An alternative to business-facing TDD
The value of programmer TDD is well established. It’s natural to extrapolate that practice to business-facing tests, hoping to obtain similar value. We’ve been banging away at that for years, and the results disappoint me. Perhaps it would be better to invest heavily in unprecedented amounts of built-in support for manual exploratory testing.
In 1998, I wrote a paper, “When should a test be automated?“, that sketched some economics behind automation. Crucially, I took the value of a test to be the bugs it found, rather than (as was common at the time) how many times it could be run in the time needed to step through it manually.
My conclusions looked roughly like the following:
Scripted tests, be they automated or manual, are expensive to create (first column). Manual scripts are cheaper, but they still require someone to write steps down carefully, and they likely require polishing before they can truly be followed by someone else. (Note: height of bars not based on actual data.)

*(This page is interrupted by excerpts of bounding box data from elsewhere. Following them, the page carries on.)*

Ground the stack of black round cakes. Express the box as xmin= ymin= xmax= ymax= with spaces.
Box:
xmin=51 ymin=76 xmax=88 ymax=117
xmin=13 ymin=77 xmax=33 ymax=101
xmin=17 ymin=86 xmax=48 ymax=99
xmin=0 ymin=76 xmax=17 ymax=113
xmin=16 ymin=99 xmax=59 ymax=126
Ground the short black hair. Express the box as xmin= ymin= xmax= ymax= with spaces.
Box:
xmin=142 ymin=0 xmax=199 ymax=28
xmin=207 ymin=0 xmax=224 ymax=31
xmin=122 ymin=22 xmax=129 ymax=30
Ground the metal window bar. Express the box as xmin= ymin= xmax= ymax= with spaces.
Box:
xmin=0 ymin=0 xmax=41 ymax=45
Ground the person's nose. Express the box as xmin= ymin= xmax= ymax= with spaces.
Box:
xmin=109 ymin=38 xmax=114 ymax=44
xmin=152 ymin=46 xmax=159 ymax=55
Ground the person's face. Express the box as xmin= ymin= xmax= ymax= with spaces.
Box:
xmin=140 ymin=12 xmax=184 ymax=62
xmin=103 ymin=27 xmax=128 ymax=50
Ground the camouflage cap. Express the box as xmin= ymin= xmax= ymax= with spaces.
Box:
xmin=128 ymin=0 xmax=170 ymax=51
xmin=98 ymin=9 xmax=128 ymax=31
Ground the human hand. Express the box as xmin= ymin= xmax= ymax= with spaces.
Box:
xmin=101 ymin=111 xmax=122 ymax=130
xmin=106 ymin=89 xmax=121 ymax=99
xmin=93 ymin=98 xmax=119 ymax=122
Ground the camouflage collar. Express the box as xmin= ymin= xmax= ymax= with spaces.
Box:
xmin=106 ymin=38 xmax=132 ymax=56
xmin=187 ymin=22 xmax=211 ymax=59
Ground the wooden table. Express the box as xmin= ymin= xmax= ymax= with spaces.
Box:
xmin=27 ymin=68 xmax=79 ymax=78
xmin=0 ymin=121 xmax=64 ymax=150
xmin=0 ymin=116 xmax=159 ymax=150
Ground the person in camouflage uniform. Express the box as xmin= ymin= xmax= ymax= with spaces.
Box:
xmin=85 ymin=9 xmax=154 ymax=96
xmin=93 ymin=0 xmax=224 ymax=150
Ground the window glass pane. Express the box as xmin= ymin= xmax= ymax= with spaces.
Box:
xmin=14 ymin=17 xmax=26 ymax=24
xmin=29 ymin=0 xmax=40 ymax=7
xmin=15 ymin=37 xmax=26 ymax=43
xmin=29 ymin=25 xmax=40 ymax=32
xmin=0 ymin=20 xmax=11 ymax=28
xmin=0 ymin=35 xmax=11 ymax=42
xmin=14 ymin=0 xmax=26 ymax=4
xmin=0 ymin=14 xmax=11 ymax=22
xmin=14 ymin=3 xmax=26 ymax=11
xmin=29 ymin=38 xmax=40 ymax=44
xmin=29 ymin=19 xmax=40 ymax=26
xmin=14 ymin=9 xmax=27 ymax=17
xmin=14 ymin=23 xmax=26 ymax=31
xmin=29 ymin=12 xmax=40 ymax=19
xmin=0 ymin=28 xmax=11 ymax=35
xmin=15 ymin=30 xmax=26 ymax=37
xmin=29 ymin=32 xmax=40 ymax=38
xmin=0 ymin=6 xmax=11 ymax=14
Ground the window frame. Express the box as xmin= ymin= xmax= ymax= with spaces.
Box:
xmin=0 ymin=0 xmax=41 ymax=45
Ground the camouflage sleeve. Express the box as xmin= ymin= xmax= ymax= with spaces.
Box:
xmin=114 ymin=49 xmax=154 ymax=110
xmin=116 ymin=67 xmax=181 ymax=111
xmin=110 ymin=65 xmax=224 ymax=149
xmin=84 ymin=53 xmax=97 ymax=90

In the second column, I assume that a particular set of steps has roughly the same chance of finding a bug whether executed manually or by a computer, and whether the steps were planned or chosen on the fly. (I say “roughly” because computers don’t get bored and miss bugs, but they also don’t notice bugs they weren’t instructed to find.)
Therefore, if the immediate value of a test is all that matters, exploratory manual testing is the right choice. What about long-term value?
Assume that exploratory tests are never intentionally repeated. Both their long-term cost and value are zero. Both kinds of scripted tests have quite substantial maintenance costs (especially in that era, when testing was typically done through an unmodified GUI). So, to pull ahead of exploratory tests in the long term, scripted tests must have substantial bug-finding power. Many people at that time observed that, in fact, most tests either found a bug the first time they were run or never found a bug at all. You were more likely to fix a test because of an intentional GUI change than to fix the code because the test found a bug.
So the answer to “when should a test be automated?” was “not very often”.
Programmer TDD changes the balance in two ways:
-
New sources of value are added. Extremely rapid feedback reduces the cost of debugging. (Most bugs strike while what you did to create them is fresh in your mind.) Many people find the steady pace of TDD allows them to go faster, and that the incremental growth of the code-under-test makes for easier design. And, most importantly as it turns out, the need to make tests run fast and reduce maintenance cost leads to designs with good properties like low coupling and high cohesion. (That is, properties that previously were considered good in the long term—but were routinely violated for short-term gain—now had powerful short-term benefits.)
-
Good design and better programmer tools dramatically lowered the long-term cost of tests.
So, much to my surprise, the balance tipped in favor of automation—for programmer tests. It’s not surprising that many people, including me, hoped the balance could also tip for business-facing tests. Here are some of the hoped-for benefits:
-
Tests might clarify communication and avoid some cases where the business asks for something, the team thinks they’ve delivered it, and the business says “that’s not what I wanted.”
-
They might sharpen design thinking. The discipline of putting generalizations into concrete examples often does.
-
Programmers have learned that TDD supports iterative design of interfaces and behavior. Since whole products are also made of interfaces and behavior, they might also benefit from designers who react to partially-finished products rather than having to get it right up front.
-
Because businesses have learned to mistrust teams who show no visible progress for eight months (at which point, they ask for a slip), they might like to see evidence of continuous progress in the form of passing tests.
-
People often need documentation. Documentation is often improved by examples. Executable tests are examples. Tests as executable documentation might get two benefits for less than their separate costs.
-
And, oh yeah, tests could find regression bugs.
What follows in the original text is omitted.